Images of Asian women -- and art created by Asian women who broke through societal boundaries -- are featured in a new exhibition at the Yale University Art Gallery.
"Female Images, Female Lives in Asian Art" comprises more than 60 works that include selections from the permanent collection along with several loans of noted works from private collectors. Organized by David Sensabaugh, curator of Asian art, and Sadako Ohki, assistant curator of Asian art, the exhibit will be on view through April 16.
Four themes are explored in the exhibition: female deities, women at work and play, early artistic images by women, and women crossing boundaries.
Two recently acquired figures of female deities are among the items on view in the first section of the exhibition. These mold-impressed figures of females, known as Yakshi, date from the Shunga Period (second to first century B.C.) and are associated with fertility and abundance. A fragment of a painted banner dating from the ninth century depicts Sri Maha-devi, or Laksmi, the Indian female deity of wealth, virtue and beauty, who, like Yakshi, was incorporated into Buddhism. Several other Buddhist images show the transformation of the Bodhisattva Avalokitesvara (Guanyin) into the female appearance he was given in East Asia.
Women are primarily represented at work and play by Chinese tomb figurines meant to accompany the deceased into the afterlife. Among the items on view in this section are ceramic sculptures of women as acrobats, dancers, musicians and even polo players. These date from the Western Han (206 B.C.-9 A.D.) through the Tang dynasties (618-907) -- before the practice of foot binding confined women to "inner quarters," according to Sensabaugh. "It is significant that the Tang period also witnessed the only 'woman emperor' in Chinese history," he says.
Women were often well educated in Chinese and Japanese society, says Sensabaugh. They painted, composed poetry and prose and were refined calligraphers, he notes. Japanese women of the late Heian (897-1185) and Kamakura (1185-1333) periods were known for their calligraphy, examples of which are featured in the third section of the exhibition. These include calligraphy by a 13th-century Buddhist nun and a pair of 17th-century screens depicting scenes from the novel "The Tale of Genji," by Lady Murasaki, the most famous court lady of the late Heian period, according to Sensabaugh. The novel, he says, is possibly the earliest in world literature and is certainly the first written by a woman.
Several of the works featured in the exhibition are the result of wife-and-husband collaborations. Among these are Ying Quan's painting of orchids with calligraphy by her husband, Tie Bao, and Ikeno Gyokuran's landscape fan painting and a work of calligraphy she created with her husband, the 18th-century Japanese literati painter Ikeno Taiga.
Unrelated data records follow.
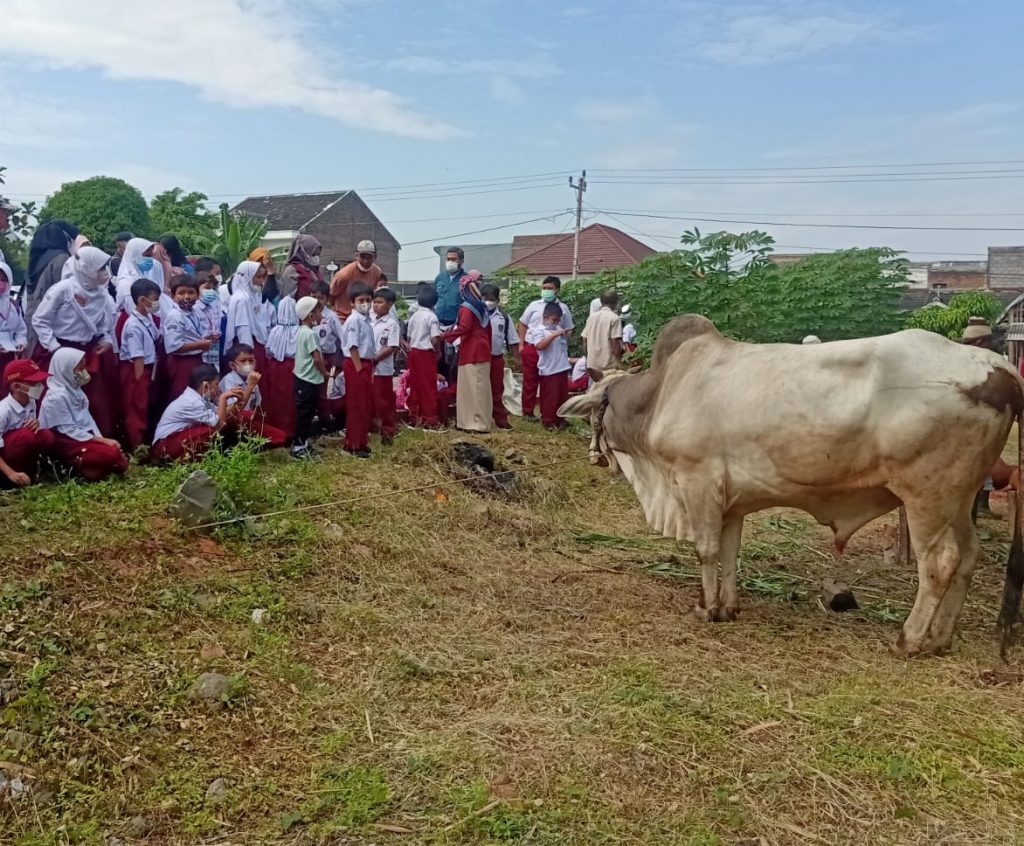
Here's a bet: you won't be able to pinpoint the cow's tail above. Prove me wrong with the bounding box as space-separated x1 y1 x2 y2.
997 414 1024 661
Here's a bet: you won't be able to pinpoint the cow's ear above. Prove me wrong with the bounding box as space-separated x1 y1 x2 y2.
558 390 601 417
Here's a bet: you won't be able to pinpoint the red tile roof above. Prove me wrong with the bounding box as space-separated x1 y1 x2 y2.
510 223 656 277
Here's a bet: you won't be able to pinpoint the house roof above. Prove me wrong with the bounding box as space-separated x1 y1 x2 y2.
232 191 351 231
510 223 657 274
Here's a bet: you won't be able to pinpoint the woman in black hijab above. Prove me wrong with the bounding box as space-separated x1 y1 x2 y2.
20 218 78 355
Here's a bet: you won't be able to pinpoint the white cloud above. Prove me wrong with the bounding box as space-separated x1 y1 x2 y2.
684 7 892 67
384 55 561 79
490 76 526 105
0 0 455 139
574 94 657 123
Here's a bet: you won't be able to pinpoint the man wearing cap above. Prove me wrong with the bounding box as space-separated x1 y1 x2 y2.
0 358 53 488
331 241 384 320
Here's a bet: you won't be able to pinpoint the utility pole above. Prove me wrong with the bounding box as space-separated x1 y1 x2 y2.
569 170 587 279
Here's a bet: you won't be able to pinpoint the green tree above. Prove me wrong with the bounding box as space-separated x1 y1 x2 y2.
906 291 1002 340
150 187 218 255
39 176 151 250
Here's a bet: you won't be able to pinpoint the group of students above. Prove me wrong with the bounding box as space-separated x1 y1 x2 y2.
0 224 630 487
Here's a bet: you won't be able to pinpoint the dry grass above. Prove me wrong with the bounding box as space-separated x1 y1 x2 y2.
0 428 1024 846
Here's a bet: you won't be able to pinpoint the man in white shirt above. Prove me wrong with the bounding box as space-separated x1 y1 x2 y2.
583 290 623 372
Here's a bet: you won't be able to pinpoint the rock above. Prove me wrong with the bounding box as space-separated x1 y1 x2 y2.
324 523 346 541
206 778 231 805
188 673 231 702
171 470 217 526
125 815 153 839
3 728 39 752
821 579 860 611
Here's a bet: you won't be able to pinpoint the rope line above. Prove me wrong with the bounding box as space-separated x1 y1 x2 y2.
185 455 590 532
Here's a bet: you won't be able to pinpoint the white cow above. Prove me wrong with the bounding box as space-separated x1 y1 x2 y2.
559 314 1024 655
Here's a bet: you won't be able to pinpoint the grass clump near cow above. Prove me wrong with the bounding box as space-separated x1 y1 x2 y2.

The third section of the exhibit also includes a large hanging scroll portraying a woman by the female artist Kawasaki Ranko (1882-1918), created during the 20th century when more women were involved in making art.
In the final section of the exhibition, on the theme of women crossing boundaries, are works by internationally recognized women artists.
The impetus for the exhibition is an interdisciplinary conference on the topic "Female Images, Female Lives," which is being organized by graduate students in the Department of East Asian Studies and will take place Friday and Saturday, Feb. 25 and 26.